Perhaps that is why I’m drawn to a little phrase for losers at the core of the Book of Jonah: “Then the word of the Lord came to Jonah the second time …” (Jonah 3:1). In some ways, that truth outdistances the large fish as the most startling revelation in the entire book. God gave the prophet a second chance. Deliberately, consciously, stubbornly, Jonah had disobeyed God. He had run from him in a fit of rebellion, yet God came to the prophet a second time and allowed him to carry on his ministry.

Wrong-Way Riggles

On New Year’s Day, 1929, Georgia Tech played UCLA in the Rose Bowl. In that game, a man named Roy Riggles recovered a fumble for California. Somehow, Riggles became confused and started running 65 yards in the wrong direction. One of his teammates, Benny Lom, outdistanced him and tackled him just before he scored for the opposing team. When California attempted to punt, Tech blocked the kick and scored a safety, which was the ultimate margin of victory.

That strange play came in the first half, and everyone watching the game was asking the same question: “What will Coach Nibbs Price do with Roy Riggles in the second half?” The players filed off the field and went into the dressing room and sat down on the benches and the floor—all but Riggles. He put his blanket around his shoulders, sat down in a corner, put his face in his hands, and cried like a baby.

A coach usually has a great deal to say to his team during halftime. But that day, Coach Price was quiet. No doubt he was trying to decide what to do with Riggles. Then the timekeeper came in and announced that there were only three minutes till play time. Price looked at the team and said simply, “Men, the same team that played the first half, will start the second.”

The players got up and started out—all but Riggles. He didn’t budge.
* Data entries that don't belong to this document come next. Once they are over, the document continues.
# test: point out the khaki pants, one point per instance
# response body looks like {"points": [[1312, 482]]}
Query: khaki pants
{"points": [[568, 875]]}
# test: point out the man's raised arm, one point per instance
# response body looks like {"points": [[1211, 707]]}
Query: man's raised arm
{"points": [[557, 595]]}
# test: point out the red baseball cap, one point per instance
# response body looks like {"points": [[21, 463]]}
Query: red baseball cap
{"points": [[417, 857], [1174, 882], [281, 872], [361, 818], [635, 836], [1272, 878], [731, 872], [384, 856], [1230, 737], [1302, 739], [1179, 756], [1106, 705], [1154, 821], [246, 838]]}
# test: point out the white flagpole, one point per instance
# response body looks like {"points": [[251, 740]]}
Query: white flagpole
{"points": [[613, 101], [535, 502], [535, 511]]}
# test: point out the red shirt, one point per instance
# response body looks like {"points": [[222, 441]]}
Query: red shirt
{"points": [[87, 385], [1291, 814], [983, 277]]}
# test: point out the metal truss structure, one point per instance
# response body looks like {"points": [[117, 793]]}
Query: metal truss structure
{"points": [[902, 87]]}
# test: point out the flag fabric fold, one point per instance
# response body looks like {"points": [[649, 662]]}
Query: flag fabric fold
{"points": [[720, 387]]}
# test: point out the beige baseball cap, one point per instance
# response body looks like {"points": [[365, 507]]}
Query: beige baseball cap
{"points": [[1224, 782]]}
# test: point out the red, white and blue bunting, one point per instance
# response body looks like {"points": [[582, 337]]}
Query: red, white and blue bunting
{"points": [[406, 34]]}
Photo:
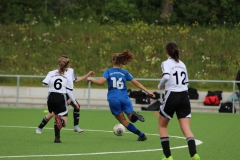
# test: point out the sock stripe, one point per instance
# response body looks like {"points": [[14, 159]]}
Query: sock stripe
{"points": [[190, 138], [164, 139]]}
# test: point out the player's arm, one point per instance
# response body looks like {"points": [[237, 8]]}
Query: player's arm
{"points": [[165, 75], [70, 94], [97, 81], [139, 85], [164, 79], [90, 73], [46, 80]]}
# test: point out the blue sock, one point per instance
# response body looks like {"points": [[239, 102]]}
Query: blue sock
{"points": [[134, 130]]}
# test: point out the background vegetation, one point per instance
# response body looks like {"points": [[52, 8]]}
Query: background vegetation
{"points": [[34, 34]]}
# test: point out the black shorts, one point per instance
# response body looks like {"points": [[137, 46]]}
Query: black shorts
{"points": [[57, 103], [73, 105], [176, 102]]}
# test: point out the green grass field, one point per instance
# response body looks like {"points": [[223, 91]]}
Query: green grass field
{"points": [[219, 134]]}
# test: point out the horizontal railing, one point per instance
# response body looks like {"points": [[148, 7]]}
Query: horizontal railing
{"points": [[89, 84]]}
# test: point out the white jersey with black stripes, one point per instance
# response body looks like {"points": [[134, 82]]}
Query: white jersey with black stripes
{"points": [[177, 79], [59, 83]]}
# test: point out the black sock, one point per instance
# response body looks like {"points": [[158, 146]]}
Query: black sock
{"points": [[133, 118], [43, 123], [191, 146], [166, 146], [57, 131], [76, 116]]}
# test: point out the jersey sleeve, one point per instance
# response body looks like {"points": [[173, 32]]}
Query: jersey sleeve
{"points": [[105, 74], [129, 77], [47, 79], [69, 90], [165, 69], [74, 77]]}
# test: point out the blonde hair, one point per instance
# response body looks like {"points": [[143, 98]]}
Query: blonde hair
{"points": [[122, 58], [63, 65]]}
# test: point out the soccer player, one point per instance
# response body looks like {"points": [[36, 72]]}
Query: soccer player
{"points": [[175, 81], [59, 85], [117, 96], [76, 111]]}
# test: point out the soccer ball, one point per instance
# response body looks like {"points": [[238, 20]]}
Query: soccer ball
{"points": [[119, 129]]}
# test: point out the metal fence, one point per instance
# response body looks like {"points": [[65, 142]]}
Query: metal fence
{"points": [[89, 84]]}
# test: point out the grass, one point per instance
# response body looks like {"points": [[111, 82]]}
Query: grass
{"points": [[218, 132]]}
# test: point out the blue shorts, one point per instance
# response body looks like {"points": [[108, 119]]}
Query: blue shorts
{"points": [[120, 104]]}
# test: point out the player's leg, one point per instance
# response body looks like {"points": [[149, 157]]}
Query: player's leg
{"points": [[162, 128], [120, 117], [76, 116], [59, 105], [184, 114], [239, 98], [133, 116], [185, 127], [124, 104], [166, 112], [44, 122]]}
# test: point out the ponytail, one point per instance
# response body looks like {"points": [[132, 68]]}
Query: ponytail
{"points": [[173, 50]]}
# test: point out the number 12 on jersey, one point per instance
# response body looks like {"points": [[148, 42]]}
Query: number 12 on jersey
{"points": [[180, 77]]}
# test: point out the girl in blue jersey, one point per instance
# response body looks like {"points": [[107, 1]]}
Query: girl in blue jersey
{"points": [[117, 96]]}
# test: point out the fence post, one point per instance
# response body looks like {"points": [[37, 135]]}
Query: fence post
{"points": [[18, 82], [89, 88], [233, 100]]}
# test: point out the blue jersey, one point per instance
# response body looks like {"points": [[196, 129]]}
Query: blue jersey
{"points": [[117, 78], [117, 90]]}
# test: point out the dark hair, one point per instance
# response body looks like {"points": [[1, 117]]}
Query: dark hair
{"points": [[64, 56], [122, 58], [173, 50], [63, 65]]}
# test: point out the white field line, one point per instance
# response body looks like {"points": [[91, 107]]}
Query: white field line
{"points": [[198, 142]]}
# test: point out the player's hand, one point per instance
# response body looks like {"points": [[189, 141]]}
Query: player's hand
{"points": [[69, 101], [152, 95], [90, 73], [77, 106], [88, 79]]}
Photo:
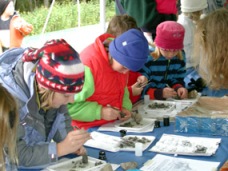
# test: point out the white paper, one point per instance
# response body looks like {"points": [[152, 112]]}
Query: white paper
{"points": [[114, 127], [70, 163], [182, 145], [167, 163]]}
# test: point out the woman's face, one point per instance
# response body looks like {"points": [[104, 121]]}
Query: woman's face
{"points": [[60, 99], [10, 9], [168, 54], [116, 66]]}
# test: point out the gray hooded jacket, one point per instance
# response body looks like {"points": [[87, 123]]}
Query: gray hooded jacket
{"points": [[37, 127]]}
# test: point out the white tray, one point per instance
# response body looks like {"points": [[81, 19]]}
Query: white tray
{"points": [[144, 123], [188, 100], [183, 145], [171, 106], [145, 145], [69, 165], [112, 143]]}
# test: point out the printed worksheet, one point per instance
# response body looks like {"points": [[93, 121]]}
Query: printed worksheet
{"points": [[167, 163]]}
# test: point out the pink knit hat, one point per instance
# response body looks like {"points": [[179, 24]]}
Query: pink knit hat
{"points": [[169, 36]]}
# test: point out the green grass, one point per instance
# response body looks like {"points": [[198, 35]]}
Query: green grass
{"points": [[65, 16]]}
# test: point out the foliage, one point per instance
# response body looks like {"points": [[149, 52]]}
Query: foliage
{"points": [[65, 15]]}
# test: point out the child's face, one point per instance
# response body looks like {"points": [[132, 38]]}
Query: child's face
{"points": [[10, 9], [116, 66], [60, 99], [168, 54]]}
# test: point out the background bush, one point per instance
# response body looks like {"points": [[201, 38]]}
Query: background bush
{"points": [[65, 15]]}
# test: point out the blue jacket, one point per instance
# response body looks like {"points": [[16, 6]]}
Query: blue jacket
{"points": [[37, 127]]}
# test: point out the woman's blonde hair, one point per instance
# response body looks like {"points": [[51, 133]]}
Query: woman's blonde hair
{"points": [[9, 118], [46, 97], [156, 53], [211, 44]]}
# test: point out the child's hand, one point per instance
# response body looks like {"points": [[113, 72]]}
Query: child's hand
{"points": [[109, 113], [136, 89], [169, 92], [73, 142], [127, 114], [182, 93]]}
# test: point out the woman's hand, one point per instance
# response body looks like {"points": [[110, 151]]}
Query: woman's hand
{"points": [[73, 142], [81, 151], [169, 92], [182, 93]]}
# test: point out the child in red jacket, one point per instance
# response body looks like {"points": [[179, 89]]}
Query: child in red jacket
{"points": [[118, 25]]}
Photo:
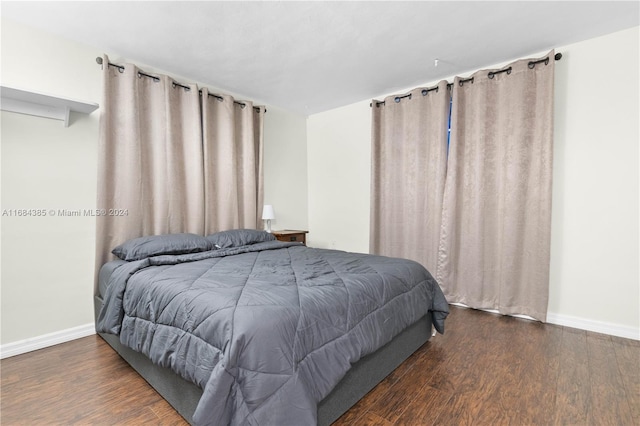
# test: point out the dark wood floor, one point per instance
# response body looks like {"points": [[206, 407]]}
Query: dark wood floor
{"points": [[486, 370]]}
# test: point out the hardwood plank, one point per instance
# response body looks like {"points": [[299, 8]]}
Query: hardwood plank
{"points": [[573, 392], [610, 402], [485, 370], [628, 357]]}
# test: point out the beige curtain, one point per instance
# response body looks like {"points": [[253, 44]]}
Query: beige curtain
{"points": [[156, 173], [409, 149], [233, 163], [496, 218]]}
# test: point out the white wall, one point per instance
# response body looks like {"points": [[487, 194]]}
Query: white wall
{"points": [[48, 263], [594, 280]]}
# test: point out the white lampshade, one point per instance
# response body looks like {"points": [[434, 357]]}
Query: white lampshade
{"points": [[267, 212]]}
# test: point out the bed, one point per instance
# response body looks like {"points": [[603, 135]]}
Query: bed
{"points": [[237, 328]]}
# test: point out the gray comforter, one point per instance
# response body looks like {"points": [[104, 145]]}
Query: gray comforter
{"points": [[266, 330]]}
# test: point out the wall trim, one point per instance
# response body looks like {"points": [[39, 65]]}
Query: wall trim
{"points": [[580, 323], [595, 326], [46, 340]]}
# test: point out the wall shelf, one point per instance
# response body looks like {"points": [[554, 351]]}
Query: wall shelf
{"points": [[42, 105]]}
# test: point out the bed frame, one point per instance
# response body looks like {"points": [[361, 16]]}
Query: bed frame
{"points": [[359, 380]]}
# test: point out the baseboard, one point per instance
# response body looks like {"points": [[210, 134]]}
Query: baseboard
{"points": [[595, 326], [46, 340]]}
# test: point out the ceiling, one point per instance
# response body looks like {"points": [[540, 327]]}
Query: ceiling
{"points": [[313, 56]]}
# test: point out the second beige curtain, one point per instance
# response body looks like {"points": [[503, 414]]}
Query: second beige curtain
{"points": [[496, 228], [233, 148], [409, 155], [172, 160]]}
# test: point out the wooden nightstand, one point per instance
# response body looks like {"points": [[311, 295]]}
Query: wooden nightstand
{"points": [[288, 235]]}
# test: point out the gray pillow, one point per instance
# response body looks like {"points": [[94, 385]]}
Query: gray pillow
{"points": [[238, 237], [156, 245]]}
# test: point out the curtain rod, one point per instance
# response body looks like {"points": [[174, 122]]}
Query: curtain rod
{"points": [[99, 60], [490, 74]]}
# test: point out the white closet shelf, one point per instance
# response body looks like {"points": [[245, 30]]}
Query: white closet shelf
{"points": [[42, 105]]}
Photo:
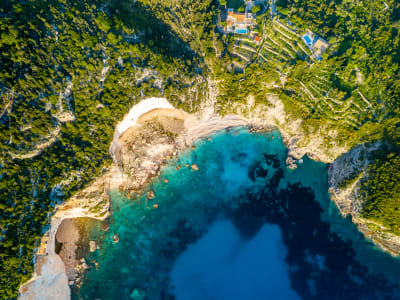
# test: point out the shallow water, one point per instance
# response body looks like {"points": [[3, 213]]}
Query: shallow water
{"points": [[243, 226]]}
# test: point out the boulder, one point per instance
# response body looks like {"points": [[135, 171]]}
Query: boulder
{"points": [[92, 246], [115, 238]]}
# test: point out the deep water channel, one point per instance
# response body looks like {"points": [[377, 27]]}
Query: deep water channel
{"points": [[228, 220]]}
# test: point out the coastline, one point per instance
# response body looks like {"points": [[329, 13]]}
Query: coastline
{"points": [[50, 277]]}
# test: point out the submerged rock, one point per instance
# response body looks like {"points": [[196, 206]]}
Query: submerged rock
{"points": [[138, 295], [151, 195], [92, 246], [115, 238], [105, 226]]}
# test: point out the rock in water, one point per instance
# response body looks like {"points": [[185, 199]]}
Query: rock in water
{"points": [[138, 295], [105, 226], [151, 195], [115, 238], [92, 246]]}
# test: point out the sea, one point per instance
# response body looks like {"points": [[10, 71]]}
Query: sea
{"points": [[226, 219]]}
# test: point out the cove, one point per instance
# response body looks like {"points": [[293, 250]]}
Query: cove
{"points": [[228, 220]]}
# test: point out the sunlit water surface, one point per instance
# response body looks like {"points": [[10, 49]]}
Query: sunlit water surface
{"points": [[243, 226]]}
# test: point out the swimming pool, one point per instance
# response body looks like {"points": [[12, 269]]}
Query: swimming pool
{"points": [[307, 39], [241, 31]]}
The coach looked back and called to him again; still he didn’t move. Coach Price went over to where Riggles sat and said, “Roy, didn’t you hear me? The same team that played the first half, will start the second.” Then Roy Riggles looked up, and Price saw that his cheeks were wet with a strong man’s tears.

“Coach,” he said. “I can’t do it to save my life. I’ve ruined you. I’ve ruined the University of California. I’ve ruined myself. I couldn’t face that crowd in the stadium to save my life.”

Then Coach Nibbs Price put his hands on Riggles’s shoulder and said, “Roy, get up and go on back. The game is only half over.” And Roy Riggles went back, and those Georgia Tech players will tell you they have never seen a man play football as Roy Riggles played in that second half.

What A Coach!

When I read about that incident, deep inside I said, “What a coach!” When I read the story of Jonah and the stories of a thousand lives like his, I say, “What a God!” We take the ball and run in the wrong direction. We stumble and fall and are so ashamed of ourselves that we never want to try again. And God comes to us, bends over us, and in the person of his Son he says, “Get up. Go on back. The game is only half over.”

That is the gospel of the grace of God. It is the gospel of the second chance, of the third chance, of the hundredth chance. It is a gospel of Jonah, for Peter, for John Mark, and for Haddon.

Scottish preacher Alexander Whyte once described the perseverance of the saints as falling down and getting up, falling down and getting up, falling down and getting up, all the way to heaven. For those of us who have tripped too often, Jonah’s is a gospel on which to stake our lives.